Ma Carlo di Borbone capì che non bastava condannare “vagabundi, erroni, birboni, ganeoni, nebuloni, cingani e mendicanti” e che il fenomeno non poteva ridursi a mero problema di polizia e di repressione.
Carlo III era impressionato dalla miseria che si coglieva per le strade di Napoli dove gli elemosinanti erano lasciati alla carità dei passanti e sentiva anche il bisogno di rendere meno sgradevole il paesaggio cittadino allontanando dalla strada una presenza umana che appannava l'immagine di una città che doveva gareggiare con le altre capitali europee.
Di qui l'idea della costruzione di un grande edificio: con il Decreto del 25 febbraio 1751 Carlo di Borbone affermava che “abbiamo deliberato di erigere l'Albergo dei poveri di ogni sesso ed età e di quivi introdurre le proprie e necessarie arti, affinché tal opera riesca grata agli occhi di Dio e di beneficio a questa Città e Regno...”.

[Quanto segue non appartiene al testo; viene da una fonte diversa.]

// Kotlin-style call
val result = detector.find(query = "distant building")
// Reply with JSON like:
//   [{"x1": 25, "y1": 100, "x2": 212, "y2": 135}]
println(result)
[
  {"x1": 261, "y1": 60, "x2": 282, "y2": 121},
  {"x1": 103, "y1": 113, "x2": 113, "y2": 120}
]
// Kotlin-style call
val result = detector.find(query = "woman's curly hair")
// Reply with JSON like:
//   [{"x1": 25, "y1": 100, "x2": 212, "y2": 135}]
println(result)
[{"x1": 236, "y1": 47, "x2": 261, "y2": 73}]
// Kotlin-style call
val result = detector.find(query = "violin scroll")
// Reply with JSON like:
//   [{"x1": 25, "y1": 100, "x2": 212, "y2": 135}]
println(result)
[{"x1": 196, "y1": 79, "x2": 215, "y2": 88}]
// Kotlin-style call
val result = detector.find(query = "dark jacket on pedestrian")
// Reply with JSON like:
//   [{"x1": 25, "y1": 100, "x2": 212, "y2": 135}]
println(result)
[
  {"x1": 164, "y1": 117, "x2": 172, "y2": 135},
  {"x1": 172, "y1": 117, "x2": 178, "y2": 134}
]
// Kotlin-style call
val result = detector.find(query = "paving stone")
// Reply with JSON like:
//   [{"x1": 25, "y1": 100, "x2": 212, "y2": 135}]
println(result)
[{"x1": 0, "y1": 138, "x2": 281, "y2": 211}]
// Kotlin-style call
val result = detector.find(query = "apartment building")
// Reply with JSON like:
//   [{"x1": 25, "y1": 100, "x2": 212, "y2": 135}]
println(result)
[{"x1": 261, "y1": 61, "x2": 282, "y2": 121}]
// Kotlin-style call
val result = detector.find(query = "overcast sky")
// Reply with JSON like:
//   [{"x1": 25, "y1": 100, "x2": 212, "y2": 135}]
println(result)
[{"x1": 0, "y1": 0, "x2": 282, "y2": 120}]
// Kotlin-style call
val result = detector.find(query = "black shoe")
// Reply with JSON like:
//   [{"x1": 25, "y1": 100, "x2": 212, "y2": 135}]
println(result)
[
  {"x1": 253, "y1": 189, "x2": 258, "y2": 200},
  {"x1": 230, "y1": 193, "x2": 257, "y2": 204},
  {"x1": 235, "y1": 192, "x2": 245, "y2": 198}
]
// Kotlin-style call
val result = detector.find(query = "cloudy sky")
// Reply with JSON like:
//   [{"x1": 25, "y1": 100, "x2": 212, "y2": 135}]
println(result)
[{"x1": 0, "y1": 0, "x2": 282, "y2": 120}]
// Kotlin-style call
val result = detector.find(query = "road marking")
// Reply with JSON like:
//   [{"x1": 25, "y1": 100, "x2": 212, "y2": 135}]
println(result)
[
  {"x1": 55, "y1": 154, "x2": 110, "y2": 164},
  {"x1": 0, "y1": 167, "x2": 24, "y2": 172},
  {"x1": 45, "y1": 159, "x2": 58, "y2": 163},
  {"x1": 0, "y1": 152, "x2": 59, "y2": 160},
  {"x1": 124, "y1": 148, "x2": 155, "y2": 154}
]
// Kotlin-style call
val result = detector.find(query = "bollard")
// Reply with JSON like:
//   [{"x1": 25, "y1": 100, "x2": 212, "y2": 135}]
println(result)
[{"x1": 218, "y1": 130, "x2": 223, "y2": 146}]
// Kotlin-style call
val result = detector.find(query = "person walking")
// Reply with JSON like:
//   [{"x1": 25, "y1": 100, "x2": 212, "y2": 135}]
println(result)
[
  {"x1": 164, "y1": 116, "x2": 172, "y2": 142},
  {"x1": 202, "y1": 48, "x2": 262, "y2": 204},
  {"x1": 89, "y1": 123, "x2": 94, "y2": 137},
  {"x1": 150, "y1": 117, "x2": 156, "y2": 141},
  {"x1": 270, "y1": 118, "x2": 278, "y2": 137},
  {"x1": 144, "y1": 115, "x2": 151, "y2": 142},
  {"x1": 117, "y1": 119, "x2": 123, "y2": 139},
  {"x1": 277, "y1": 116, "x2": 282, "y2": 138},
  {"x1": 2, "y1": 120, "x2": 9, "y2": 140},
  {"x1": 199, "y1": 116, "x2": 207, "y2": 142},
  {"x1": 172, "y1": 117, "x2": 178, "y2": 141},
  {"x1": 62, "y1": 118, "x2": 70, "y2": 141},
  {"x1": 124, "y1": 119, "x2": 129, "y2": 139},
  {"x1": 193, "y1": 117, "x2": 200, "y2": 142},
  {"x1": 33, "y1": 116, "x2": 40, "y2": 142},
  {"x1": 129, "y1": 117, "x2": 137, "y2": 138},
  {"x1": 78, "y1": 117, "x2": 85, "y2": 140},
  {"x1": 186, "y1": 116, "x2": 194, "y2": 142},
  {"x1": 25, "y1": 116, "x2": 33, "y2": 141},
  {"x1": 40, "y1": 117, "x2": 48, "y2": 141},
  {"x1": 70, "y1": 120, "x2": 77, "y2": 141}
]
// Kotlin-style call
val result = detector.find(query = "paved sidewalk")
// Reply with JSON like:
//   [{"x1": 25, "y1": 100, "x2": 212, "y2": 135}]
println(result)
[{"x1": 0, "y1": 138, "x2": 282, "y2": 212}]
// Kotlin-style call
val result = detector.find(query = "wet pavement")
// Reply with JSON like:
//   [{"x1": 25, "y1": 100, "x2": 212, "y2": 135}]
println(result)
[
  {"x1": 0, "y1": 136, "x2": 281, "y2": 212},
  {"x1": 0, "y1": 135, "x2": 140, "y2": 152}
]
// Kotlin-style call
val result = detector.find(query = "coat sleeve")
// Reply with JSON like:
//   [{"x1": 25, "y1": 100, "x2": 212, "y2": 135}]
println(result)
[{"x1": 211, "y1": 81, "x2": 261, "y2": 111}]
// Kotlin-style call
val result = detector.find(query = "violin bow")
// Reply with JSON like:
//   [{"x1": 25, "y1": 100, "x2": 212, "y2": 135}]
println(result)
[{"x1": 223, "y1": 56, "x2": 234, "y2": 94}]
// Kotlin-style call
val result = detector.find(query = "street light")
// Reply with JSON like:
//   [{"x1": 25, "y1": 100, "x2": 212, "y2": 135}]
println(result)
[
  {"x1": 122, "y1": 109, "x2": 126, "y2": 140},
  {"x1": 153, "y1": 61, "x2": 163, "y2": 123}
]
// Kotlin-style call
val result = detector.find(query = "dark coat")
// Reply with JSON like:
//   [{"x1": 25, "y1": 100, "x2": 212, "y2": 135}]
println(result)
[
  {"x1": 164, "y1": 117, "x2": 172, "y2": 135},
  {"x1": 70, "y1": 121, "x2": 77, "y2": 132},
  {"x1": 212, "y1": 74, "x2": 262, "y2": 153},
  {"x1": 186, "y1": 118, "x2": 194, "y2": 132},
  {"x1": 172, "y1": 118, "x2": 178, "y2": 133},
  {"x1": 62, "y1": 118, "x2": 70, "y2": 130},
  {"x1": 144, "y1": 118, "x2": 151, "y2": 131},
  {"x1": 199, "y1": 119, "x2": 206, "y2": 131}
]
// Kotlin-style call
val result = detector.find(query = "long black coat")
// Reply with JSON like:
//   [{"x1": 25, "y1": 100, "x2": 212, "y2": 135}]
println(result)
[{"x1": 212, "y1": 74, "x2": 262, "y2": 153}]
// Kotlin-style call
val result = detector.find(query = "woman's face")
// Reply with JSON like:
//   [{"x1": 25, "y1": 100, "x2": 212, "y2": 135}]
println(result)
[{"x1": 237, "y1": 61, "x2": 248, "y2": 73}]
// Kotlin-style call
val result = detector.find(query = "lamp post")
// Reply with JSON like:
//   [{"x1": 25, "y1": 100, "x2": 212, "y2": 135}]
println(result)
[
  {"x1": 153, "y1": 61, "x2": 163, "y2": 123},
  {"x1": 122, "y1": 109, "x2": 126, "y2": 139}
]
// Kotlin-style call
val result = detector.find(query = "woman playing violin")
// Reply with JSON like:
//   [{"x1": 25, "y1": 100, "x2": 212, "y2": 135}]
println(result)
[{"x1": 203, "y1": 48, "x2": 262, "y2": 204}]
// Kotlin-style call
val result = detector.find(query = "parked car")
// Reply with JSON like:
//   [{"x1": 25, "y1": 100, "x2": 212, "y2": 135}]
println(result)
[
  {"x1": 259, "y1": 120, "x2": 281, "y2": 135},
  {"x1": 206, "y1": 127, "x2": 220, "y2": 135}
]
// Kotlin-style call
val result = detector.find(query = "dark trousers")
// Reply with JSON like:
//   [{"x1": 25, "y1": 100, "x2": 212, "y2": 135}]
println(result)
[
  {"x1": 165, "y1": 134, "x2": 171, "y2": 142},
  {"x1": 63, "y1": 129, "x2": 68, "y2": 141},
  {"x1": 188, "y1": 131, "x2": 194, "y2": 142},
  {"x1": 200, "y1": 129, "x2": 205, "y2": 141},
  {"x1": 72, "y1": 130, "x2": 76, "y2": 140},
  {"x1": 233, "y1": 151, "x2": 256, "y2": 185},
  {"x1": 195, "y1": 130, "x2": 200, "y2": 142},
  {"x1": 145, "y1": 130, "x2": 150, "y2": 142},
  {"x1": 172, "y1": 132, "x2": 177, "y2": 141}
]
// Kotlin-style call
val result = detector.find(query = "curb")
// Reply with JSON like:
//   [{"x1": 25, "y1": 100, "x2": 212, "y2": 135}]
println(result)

La condizione per l'ammissione era una sola: la povertà. Ma secondo la cultura più avveduta del tempo gli oziosi non solo diventavano inutili ma erano anche un pericolo per la sicurezza pubblica e di qui la necessità di apprendere le arti e di incentivare la formazione professionale.
Per gli inabili alla fatica, ovvero per quelli che si reggevano sulla stampella come Alika, il Sovrano garantiva la sua personale e “commossa pietà”.
Le calamità naturali, le carestie, le guerre, la Rivoluzione del 1799, la conquista dei Francesi e la crisi finanziaria del Regno ritardarono la costruzione dell'edificio ed il concreto avvio dei programmi di lotta alla povertà.
Ad un edificio che venne immaginato da Carlo III come luogo di “sublimazione morale” non poteva non corrispondere una sorta di “Estetica della Povertà”. Il Progetto dell'Architetto fiorentino Ferdinando Fuga, realizzato solo in parte, in corso di ristrutturazione, testimonia uno sforzo anche culturale di lotta alla povertà.
Le recenti polemiche sul reddito di cittadinanza ripropongono intatte le tematiche del ‘700 napoletano!